Abstract

One possible cause of stent thrombosis is an insufficient effect of clopidogrel. In a prospective study, we aimed to optimize the platelet inhibition of clopidogrel low responders (CLR) by multiple electrode platelet aggregometry (MEA)-guided therapy modifications and to evaluate specific major adverse cardiac and cerebrovascular events (MACCE). ADP-induced platelet aggregation was measured by MEA in 1,005 consecutive patients after stent implantation and 600mg clopidogrel loading dose.
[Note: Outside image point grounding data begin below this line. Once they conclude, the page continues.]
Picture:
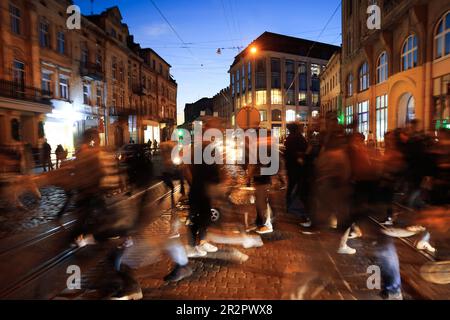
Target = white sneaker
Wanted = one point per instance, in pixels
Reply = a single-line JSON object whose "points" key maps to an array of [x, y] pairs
{"points": [[346, 250], [83, 241], [195, 252], [252, 242], [208, 247], [425, 245]]}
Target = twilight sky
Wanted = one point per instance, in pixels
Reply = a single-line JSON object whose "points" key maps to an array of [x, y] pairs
{"points": [[206, 25]]}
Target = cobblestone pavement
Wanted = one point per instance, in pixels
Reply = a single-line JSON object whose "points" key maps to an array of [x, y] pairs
{"points": [[290, 265], [35, 213]]}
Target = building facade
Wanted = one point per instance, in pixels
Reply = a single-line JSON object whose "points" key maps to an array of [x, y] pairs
{"points": [[400, 72], [279, 75], [56, 82], [330, 87], [222, 106]]}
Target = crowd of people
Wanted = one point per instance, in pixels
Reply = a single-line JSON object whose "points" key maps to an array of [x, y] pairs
{"points": [[334, 178]]}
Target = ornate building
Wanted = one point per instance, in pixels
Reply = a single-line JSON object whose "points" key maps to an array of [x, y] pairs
{"points": [[400, 72]]}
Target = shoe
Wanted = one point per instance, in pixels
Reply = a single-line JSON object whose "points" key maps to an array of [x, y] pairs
{"points": [[425, 245], [128, 295], [252, 242], [392, 295], [388, 222], [195, 252], [178, 273], [356, 233], [83, 241], [209, 248], [306, 224], [346, 250], [264, 229]]}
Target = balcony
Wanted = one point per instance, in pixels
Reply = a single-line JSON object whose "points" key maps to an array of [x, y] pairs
{"points": [[14, 90], [91, 71]]}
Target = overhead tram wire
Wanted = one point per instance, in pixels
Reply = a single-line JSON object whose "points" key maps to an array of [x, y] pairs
{"points": [[315, 42], [173, 29]]}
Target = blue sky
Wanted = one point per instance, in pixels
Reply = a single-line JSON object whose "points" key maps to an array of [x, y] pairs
{"points": [[206, 25]]}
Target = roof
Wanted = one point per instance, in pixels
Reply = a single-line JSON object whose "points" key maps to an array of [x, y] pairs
{"points": [[270, 41]]}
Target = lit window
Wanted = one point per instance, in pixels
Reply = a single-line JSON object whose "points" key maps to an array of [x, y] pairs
{"points": [[290, 115], [260, 97], [63, 88], [382, 113], [409, 53], [302, 98], [86, 94], [46, 83], [276, 115], [364, 77], [263, 115], [15, 19], [382, 68], [349, 115], [277, 96], [442, 37], [44, 34], [350, 85], [363, 117], [61, 42]]}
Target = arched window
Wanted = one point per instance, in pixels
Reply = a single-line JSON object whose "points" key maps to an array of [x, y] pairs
{"points": [[409, 53], [350, 85], [442, 37], [364, 77], [382, 68]]}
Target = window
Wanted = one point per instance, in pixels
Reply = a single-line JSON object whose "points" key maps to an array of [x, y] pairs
{"points": [[15, 19], [276, 96], [86, 93], [249, 77], [19, 76], [302, 98], [44, 34], [114, 68], [290, 97], [382, 113], [315, 99], [302, 77], [46, 83], [276, 115], [350, 85], [63, 88], [99, 96], [382, 68], [409, 53], [261, 74], [232, 84], [275, 68], [263, 115], [243, 78], [61, 42], [260, 97], [364, 77], [315, 81], [442, 37], [290, 115], [238, 82], [363, 117], [349, 115], [290, 74]]}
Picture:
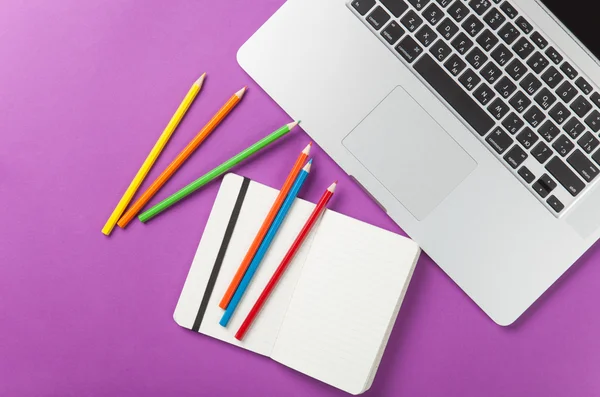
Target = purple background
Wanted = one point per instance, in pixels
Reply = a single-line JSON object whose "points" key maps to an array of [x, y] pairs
{"points": [[85, 89]]}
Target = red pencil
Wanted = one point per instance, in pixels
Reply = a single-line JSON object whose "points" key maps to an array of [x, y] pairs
{"points": [[312, 219]]}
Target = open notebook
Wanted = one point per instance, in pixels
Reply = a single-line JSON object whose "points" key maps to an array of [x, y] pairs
{"points": [[332, 312]]}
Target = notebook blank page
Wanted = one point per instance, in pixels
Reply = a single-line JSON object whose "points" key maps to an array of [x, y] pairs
{"points": [[347, 295], [258, 200]]}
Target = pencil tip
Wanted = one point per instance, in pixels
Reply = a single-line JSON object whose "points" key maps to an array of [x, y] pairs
{"points": [[307, 166], [307, 149], [241, 92], [293, 124], [200, 80]]}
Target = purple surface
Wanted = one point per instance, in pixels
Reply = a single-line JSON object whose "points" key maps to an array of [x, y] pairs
{"points": [[85, 89]]}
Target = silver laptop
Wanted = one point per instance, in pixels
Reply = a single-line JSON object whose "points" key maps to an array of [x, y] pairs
{"points": [[474, 124]]}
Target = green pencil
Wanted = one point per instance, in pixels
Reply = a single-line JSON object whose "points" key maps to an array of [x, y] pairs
{"points": [[215, 173]]}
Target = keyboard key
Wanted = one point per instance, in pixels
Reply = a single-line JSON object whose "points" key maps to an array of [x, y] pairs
{"points": [[554, 55], [596, 157], [456, 97], [418, 4], [499, 140], [530, 84], [512, 123], [479, 6], [472, 25], [392, 32], [568, 70], [583, 166], [534, 116], [462, 43], [458, 11], [494, 19], [584, 86], [509, 10], [545, 98], [487, 40], [447, 29], [411, 21], [396, 7], [409, 49], [560, 113], [563, 145], [440, 50], [539, 41], [378, 17], [426, 35], [574, 127], [581, 106], [484, 94], [555, 204], [588, 142], [541, 152], [505, 87], [552, 77], [363, 6], [593, 121], [538, 62], [565, 176], [515, 156], [524, 25], [526, 174], [549, 131], [501, 54], [498, 109], [469, 79], [508, 33], [596, 99], [490, 72], [542, 188], [433, 14], [566, 92], [516, 69], [476, 58], [527, 138], [523, 48], [455, 65], [519, 102]]}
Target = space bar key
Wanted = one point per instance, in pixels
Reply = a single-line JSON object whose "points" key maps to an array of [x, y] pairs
{"points": [[460, 101]]}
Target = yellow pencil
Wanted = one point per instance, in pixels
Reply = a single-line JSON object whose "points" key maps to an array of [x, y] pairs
{"points": [[154, 153]]}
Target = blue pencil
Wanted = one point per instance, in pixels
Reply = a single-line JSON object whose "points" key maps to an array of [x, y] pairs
{"points": [[264, 246]]}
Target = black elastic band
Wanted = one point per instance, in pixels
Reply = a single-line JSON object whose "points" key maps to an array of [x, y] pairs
{"points": [[219, 261]]}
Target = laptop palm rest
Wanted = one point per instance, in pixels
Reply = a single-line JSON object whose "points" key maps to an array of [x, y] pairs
{"points": [[409, 153]]}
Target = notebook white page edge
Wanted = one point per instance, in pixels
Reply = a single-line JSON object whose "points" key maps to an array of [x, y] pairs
{"points": [[326, 333]]}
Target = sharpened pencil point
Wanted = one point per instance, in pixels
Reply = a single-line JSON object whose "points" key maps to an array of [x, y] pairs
{"points": [[307, 149], [200, 80], [293, 124], [241, 92], [307, 166]]}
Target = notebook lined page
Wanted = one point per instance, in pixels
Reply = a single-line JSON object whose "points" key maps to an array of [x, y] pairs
{"points": [[257, 202], [347, 296]]}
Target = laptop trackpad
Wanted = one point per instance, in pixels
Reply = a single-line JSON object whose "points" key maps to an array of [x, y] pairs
{"points": [[409, 153]]}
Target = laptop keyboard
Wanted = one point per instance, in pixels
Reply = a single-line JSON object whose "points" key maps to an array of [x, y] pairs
{"points": [[521, 96]]}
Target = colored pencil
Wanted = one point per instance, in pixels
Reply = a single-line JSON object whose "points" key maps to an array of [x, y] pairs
{"points": [[153, 155], [312, 219], [181, 158], [264, 246], [287, 185], [215, 173]]}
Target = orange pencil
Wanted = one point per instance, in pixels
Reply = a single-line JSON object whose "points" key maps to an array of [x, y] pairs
{"points": [[181, 158], [287, 185]]}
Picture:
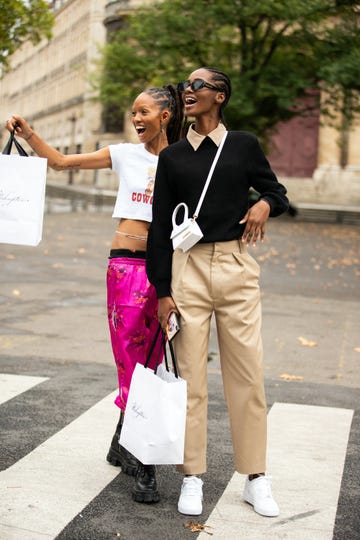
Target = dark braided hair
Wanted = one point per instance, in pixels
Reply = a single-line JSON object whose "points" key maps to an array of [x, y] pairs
{"points": [[224, 84], [168, 97]]}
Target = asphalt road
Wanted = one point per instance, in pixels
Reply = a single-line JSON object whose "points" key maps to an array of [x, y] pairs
{"points": [[53, 325]]}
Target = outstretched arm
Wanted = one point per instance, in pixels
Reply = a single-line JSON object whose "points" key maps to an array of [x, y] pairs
{"points": [[60, 162]]}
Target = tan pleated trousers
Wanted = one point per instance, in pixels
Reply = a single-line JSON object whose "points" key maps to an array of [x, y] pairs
{"points": [[221, 278]]}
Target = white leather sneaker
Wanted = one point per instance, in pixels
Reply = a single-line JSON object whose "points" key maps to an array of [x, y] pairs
{"points": [[190, 500], [257, 492]]}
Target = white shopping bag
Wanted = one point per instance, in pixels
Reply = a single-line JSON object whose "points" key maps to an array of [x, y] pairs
{"points": [[22, 199], [154, 423]]}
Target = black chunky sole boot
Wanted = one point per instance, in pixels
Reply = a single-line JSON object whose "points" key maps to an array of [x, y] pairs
{"points": [[145, 488], [119, 456]]}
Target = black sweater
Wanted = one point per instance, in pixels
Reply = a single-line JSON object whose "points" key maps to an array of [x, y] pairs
{"points": [[180, 177]]}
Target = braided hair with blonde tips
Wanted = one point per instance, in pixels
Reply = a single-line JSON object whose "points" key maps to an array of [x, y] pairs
{"points": [[223, 82], [168, 97]]}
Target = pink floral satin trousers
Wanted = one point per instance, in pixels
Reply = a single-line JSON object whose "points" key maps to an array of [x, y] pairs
{"points": [[132, 315]]}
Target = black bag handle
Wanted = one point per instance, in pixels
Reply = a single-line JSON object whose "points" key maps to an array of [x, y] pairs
{"points": [[8, 146], [164, 349]]}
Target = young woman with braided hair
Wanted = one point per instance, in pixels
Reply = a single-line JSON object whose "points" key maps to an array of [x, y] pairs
{"points": [[132, 304], [216, 276]]}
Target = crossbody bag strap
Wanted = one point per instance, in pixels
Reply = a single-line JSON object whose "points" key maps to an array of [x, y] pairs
{"points": [[217, 155]]}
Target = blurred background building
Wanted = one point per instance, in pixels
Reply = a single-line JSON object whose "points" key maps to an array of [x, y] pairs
{"points": [[49, 84]]}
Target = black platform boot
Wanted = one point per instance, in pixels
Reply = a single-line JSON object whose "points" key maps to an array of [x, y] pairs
{"points": [[145, 488], [119, 456]]}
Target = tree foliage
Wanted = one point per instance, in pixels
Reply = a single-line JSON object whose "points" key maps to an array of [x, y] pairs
{"points": [[275, 53], [21, 20]]}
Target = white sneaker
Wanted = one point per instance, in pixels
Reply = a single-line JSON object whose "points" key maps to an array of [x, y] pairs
{"points": [[257, 492], [190, 500]]}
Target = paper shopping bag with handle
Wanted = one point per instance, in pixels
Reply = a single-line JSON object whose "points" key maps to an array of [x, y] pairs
{"points": [[22, 196], [155, 415]]}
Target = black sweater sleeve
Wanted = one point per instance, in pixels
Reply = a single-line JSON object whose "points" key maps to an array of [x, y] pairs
{"points": [[263, 180]]}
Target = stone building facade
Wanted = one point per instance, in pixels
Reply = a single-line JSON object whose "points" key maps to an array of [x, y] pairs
{"points": [[49, 84]]}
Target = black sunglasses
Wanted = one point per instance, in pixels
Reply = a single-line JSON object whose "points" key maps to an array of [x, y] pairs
{"points": [[196, 85]]}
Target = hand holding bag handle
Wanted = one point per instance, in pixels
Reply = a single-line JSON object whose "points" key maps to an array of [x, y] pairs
{"points": [[163, 348], [8, 146]]}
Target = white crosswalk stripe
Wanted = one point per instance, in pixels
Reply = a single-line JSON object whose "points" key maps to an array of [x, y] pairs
{"points": [[13, 385], [46, 489], [307, 449]]}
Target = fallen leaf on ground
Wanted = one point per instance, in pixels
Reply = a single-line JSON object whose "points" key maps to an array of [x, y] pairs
{"points": [[197, 527], [287, 377], [306, 342]]}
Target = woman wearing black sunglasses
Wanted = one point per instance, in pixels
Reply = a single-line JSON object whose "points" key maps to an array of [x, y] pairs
{"points": [[218, 276]]}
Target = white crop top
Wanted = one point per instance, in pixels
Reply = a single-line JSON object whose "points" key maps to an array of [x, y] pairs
{"points": [[136, 168]]}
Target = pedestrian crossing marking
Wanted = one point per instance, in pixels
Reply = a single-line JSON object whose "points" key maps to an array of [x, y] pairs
{"points": [[46, 489], [306, 454], [13, 385]]}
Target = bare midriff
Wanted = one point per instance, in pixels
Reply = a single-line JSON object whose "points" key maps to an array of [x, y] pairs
{"points": [[131, 234]]}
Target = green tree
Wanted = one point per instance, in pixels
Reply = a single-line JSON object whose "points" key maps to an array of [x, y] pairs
{"points": [[275, 53], [21, 20]]}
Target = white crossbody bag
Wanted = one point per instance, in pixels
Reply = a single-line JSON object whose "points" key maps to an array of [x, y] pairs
{"points": [[188, 233]]}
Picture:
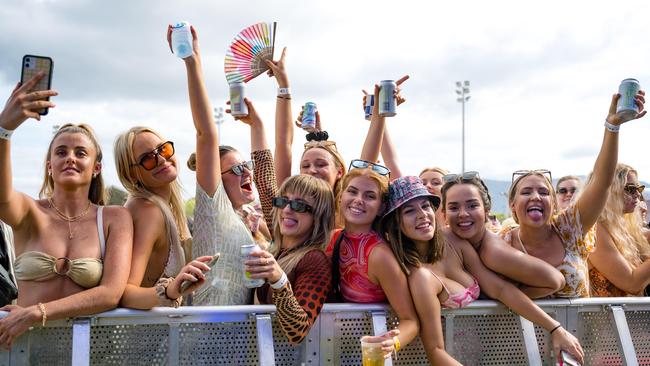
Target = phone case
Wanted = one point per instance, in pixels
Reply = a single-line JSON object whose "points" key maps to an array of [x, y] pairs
{"points": [[31, 66]]}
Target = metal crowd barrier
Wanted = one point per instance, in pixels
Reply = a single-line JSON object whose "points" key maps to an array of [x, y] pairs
{"points": [[612, 331]]}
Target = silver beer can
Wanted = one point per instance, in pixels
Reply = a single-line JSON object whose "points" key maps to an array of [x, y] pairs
{"points": [[626, 107], [370, 102], [238, 106], [309, 116], [245, 252], [387, 102]]}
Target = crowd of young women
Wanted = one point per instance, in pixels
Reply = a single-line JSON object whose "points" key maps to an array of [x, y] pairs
{"points": [[359, 233]]}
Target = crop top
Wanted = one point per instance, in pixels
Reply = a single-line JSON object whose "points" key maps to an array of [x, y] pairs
{"points": [[85, 272]]}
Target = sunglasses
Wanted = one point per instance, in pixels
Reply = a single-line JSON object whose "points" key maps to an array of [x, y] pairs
{"points": [[150, 160], [564, 191], [239, 168], [363, 164], [294, 205], [522, 173], [631, 189]]}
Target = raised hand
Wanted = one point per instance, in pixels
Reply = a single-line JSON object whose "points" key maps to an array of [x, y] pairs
{"points": [[24, 103]]}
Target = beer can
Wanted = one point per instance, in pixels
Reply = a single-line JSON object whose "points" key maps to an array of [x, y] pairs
{"points": [[370, 102], [246, 250], [238, 107], [626, 108], [387, 102], [309, 116]]}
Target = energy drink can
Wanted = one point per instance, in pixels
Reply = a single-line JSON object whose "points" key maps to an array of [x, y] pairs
{"points": [[309, 116], [246, 250], [387, 102], [626, 108], [238, 107], [370, 102], [182, 39]]}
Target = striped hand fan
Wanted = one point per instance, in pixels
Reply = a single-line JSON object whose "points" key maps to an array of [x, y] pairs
{"points": [[247, 52]]}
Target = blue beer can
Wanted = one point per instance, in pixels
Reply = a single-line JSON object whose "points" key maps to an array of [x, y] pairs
{"points": [[309, 116], [626, 108], [387, 102]]}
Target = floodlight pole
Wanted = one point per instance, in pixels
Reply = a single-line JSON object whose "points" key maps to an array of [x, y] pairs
{"points": [[462, 89]]}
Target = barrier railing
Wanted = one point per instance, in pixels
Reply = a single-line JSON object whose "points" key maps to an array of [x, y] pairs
{"points": [[612, 331]]}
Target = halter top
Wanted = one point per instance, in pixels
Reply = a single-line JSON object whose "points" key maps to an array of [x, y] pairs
{"points": [[85, 272]]}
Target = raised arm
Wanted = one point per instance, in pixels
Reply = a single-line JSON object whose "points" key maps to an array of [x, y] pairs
{"points": [[208, 168], [283, 121], [594, 196], [23, 103], [502, 290]]}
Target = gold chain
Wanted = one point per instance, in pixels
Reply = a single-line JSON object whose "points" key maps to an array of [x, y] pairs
{"points": [[69, 219]]}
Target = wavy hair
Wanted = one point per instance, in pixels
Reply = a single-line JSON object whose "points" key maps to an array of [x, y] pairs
{"points": [[323, 213], [625, 229], [174, 209], [96, 192]]}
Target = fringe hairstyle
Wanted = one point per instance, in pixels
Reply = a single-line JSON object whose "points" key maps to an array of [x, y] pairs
{"points": [[625, 229], [174, 209], [321, 193], [96, 193], [404, 248]]}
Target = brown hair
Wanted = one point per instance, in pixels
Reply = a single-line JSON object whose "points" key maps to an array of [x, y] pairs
{"points": [[323, 214], [96, 192]]}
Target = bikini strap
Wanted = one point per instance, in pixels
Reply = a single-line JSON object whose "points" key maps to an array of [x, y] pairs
{"points": [[100, 230]]}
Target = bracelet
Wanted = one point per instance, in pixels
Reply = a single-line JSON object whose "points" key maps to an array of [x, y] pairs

All patients received at least 100mg aspirin/day. In 118 patients (11.7%), ADP values remained in the reference range generated in 150 controls and were defined as CLR. Significant independent predictors of CLR were acute coronary syndrome (ACS) (OR=6.54), diabetes (OR=2.07), use of diuretics (OR=1.93) or proton pump inhibitors (OR=1.64) and male gender (OR=1.83). Ninety-nine CLR were switched to clopidogrel 150mg/day, leading to an adequate response in 54/99. Subsequently, 44 patients were changed to ticlopidine 2×250mg/day, resulting in an inhibition in 24/44. The remaining 20 patients received 2×100mg cilostazol/day in addition to 75mg clopidogrel/day. After its recent availability, 19/118 primary CLR were treated with 5-10mg prasugrel/day. One patient was a prasugrel low responder. The total thienopyridine low response-rate was 2% in our population. The specific MACCE rate (death, non-fatal target vessel myocardial infarction, non-fatal stroke) of the CLR under optimized treatment (except prasugrel) was 2.0% at 30days and 3.0% during a mean follow-up of 44weeks. Clopidogrel low response is present in 1/10 patients and more frequent in ACS-PCI. MEA-guided optimizing of thienopyridine therapy is feasible and results in a very low specific MACCE rate. Low response to all thienopyridines is rare.